Years ago as I was enrolled in a multi-session new administrators professional development workshop series, one of the presenters was Terrence Deal, who with Leo Bolman, had written one of my organizational leadership texts. For many years, Deal has been writing with Bolman and others about educational leadership and school culture. Among the most important insights I recall from that meeting was Deal’s commentary on school culture compared to corporate culture. He remarked that schools were headed in the wrong direction when they attempted to become more like businesses, and he noted that he had a growing business as a consultant to corporations that were attempting to become more like schools. Why? Because schools represented, among other things, a culture that valued creativity and collaboration, that recognized differences among individuals, and that nurtured individuals toward self-improvement.
In the February issue of Educational Leadership, the theme is creativity. It’s a good issue with many good articles, and you can read some of them without a subscription if you click on the titles without locks. Of course you can find a colleague with the magazine and read them all! Some of the authors express their concerns about how the Common Core could pose a challenge to teacher and student creativity. Nowhere in the Common Core is creativity explicitly valued, nor do we see any clear places where creativity will be tested. And we know too often that what is tested is taught.
If one considers the increase in cognitive complexity that the Core implies, it might be easy to suggest that the increased requirement to problem solve, whether in more complex math problems or more textual analysis of reading passages, is the same as creativity.

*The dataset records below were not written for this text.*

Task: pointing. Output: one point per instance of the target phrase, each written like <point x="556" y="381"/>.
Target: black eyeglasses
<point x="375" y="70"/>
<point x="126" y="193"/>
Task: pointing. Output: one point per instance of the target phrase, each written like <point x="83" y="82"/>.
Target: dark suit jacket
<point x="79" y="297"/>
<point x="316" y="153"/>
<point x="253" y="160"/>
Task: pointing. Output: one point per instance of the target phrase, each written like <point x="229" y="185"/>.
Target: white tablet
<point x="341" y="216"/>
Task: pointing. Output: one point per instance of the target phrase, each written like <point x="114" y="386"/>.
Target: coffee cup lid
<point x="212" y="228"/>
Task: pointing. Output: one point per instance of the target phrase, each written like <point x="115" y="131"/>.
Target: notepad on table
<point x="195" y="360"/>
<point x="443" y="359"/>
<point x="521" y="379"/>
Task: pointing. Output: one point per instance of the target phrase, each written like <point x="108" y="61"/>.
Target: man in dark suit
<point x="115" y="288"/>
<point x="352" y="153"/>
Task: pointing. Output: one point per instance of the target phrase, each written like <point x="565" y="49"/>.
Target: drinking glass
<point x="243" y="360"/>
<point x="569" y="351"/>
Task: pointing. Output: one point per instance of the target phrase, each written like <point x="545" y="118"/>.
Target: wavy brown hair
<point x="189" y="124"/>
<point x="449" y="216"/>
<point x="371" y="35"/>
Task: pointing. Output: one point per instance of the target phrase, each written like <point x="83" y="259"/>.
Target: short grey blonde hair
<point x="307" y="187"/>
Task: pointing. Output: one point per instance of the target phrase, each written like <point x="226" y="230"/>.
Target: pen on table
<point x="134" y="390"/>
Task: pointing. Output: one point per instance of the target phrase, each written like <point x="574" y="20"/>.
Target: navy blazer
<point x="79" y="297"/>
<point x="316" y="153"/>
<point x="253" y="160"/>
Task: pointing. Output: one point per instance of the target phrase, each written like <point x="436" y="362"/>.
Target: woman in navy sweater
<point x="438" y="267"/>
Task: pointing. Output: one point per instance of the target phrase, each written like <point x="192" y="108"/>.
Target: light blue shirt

It isn’t, and I’ve been guilty of making this generalization myself. Cognitive complexity and creativity are not the same–demonstrating multiple pathways to the solution of a math problem might show a ‘creative’ approach, but it often actually means the math teacher has done a good job of helping students find multiple pathways to understand math concepts.
One particularly interesting article in Educational Leadership is “The Art & Craft of Science,” by Robert and Michele Root-Bernstein. You can read this article for free, by the way. The authors have an impressive collection of research showing how the arts support science and mathematics. They mention their own work, showing that four years of arts or music in high school would “confer a 100-point advantage over the average SAT score, whereas four years of science confer only a 69-point advantage.” Their entire article is filled with examples from the writings of noted scientists and researchers that suggest the arts is somehow related to good results in science and math occupations. Their work with graduates from Michigan State University, where the authors are employed, shows that “MSU Honors College STEM grads are 3 to 10 times more likely to be engaged in arts and crafts than the average American.”

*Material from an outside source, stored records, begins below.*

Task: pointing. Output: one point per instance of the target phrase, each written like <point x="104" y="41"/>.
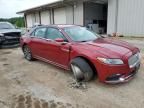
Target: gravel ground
<point x="37" y="84"/>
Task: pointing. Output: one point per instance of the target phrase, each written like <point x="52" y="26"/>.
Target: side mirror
<point x="59" y="40"/>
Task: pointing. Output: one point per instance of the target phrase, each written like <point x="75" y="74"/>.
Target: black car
<point x="9" y="35"/>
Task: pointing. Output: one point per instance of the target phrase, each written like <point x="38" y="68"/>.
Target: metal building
<point x="105" y="16"/>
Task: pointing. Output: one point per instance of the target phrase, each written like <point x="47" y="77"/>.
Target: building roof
<point x="41" y="7"/>
<point x="57" y="4"/>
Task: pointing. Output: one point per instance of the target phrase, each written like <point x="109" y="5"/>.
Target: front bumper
<point x="121" y="78"/>
<point x="114" y="74"/>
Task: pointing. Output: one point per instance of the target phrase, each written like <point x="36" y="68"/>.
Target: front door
<point x="37" y="43"/>
<point x="56" y="52"/>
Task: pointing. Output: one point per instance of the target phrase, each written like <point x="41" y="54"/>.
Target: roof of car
<point x="60" y="25"/>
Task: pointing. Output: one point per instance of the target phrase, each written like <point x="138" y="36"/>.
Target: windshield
<point x="81" y="34"/>
<point x="6" y="26"/>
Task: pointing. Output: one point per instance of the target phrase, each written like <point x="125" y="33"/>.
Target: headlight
<point x="110" y="61"/>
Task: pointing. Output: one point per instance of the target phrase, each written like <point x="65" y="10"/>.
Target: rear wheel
<point x="81" y="69"/>
<point x="27" y="53"/>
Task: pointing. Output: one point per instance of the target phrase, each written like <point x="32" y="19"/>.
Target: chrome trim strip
<point x="51" y="62"/>
<point x="121" y="80"/>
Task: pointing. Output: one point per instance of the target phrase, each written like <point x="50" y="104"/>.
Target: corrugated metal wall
<point x="78" y="14"/>
<point x="60" y="16"/>
<point x="111" y="26"/>
<point x="130" y="17"/>
<point x="45" y="17"/>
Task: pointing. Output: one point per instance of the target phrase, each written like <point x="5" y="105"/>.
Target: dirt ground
<point x="37" y="84"/>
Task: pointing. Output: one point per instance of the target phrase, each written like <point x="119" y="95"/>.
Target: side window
<point x="53" y="33"/>
<point x="40" y="32"/>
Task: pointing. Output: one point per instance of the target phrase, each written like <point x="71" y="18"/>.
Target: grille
<point x="134" y="60"/>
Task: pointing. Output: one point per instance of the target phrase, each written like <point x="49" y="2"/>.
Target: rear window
<point x="6" y="26"/>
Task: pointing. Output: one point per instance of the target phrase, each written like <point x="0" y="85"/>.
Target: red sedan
<point x="83" y="52"/>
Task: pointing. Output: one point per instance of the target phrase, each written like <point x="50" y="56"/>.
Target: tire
<point x="27" y="53"/>
<point x="81" y="69"/>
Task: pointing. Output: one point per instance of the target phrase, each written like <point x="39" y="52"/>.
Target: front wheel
<point x="27" y="53"/>
<point x="81" y="69"/>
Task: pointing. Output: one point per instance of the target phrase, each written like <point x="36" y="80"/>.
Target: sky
<point x="8" y="8"/>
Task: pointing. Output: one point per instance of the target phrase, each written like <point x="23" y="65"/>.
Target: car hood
<point x="9" y="30"/>
<point x="109" y="47"/>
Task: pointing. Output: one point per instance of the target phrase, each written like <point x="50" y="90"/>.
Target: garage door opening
<point x="95" y="16"/>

I don’t read them as claiming that arts education creates better scientists, but the general evidence of creativity as an element that rounds out the education of successful STEM graduates is quite interesting. The notion that keeping explicitly creative programs as a part of our general educational priorities runs through this Educational Leadership issue.
A major fear among critics of our testing accountability mania and of the Common Core’s emphasis on textual analysis (to the feared reduction in more creative ELA elements), coupled with national economic woes that have cut funding for public education, is the narrowing of the curriculum. Schools for many years have been cutting teachers and programs that are not core academic topics in the arts, cutting vocational programs, cutting foreign language options, and cutting electives from science and social studies programs to focus on passing tests. Many writers at all levels lament the decline of STEM programs–science, technology, engineering and mathematics–and suggest our international standing is suffering because of a decline among American students in STEM high school and college programs. Schools and teachers are caught in the maelstrom of preparing kids for state accountability tests, the results of which are being touted as appropriate measures of whether schools and teachers are effective. Too often, I think we’re throwing out the child-centered, healthy adult opportunities that a broad curriculum has traditional offered. We need to foster creativity and individuality, not neglect them in pursuit of a narrowly aimed test score to define success.

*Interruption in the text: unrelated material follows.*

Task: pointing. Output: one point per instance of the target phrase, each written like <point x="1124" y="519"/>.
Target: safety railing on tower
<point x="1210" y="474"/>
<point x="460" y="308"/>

If we look at the educational systems of several nations that outperform us on numbers, we will find many in which an end of school year test is critical. China and Japan come to mind here, where high student suicide rates speak poorly about pressures on kids. We should also take note of how much effort these two countries are making in attempting to put creativity into their schools–they have a clear understanding that the inventiveness and entrepreneurial spirit that characterized American education and makes America, still, the best source of new inventions and new discoveries, is related to our historically creative and ‘liberal arts’ k-12 educational programs. And an examination of test scores compared to worker productivity demonstrates that high test scores don’t relate to economic productivity.
As we move to the Common Core, which I like, we must not negate the broad and humanistic elements of our traditional educational system. Our students’ measures of ability should be more than a number. We won’t success by matching the Chinese model of superior test takers — they have created an economic power based on the imitation and reproduction of intellectual discoveries from elsewhere, and they regularly visit our schools trying to find the secret to our own entrepreneurial success. Our future lies in how well we continue to have a broadly educated, well-rounded population with the ability to think out of the box and discover new solutions to the challenges around us.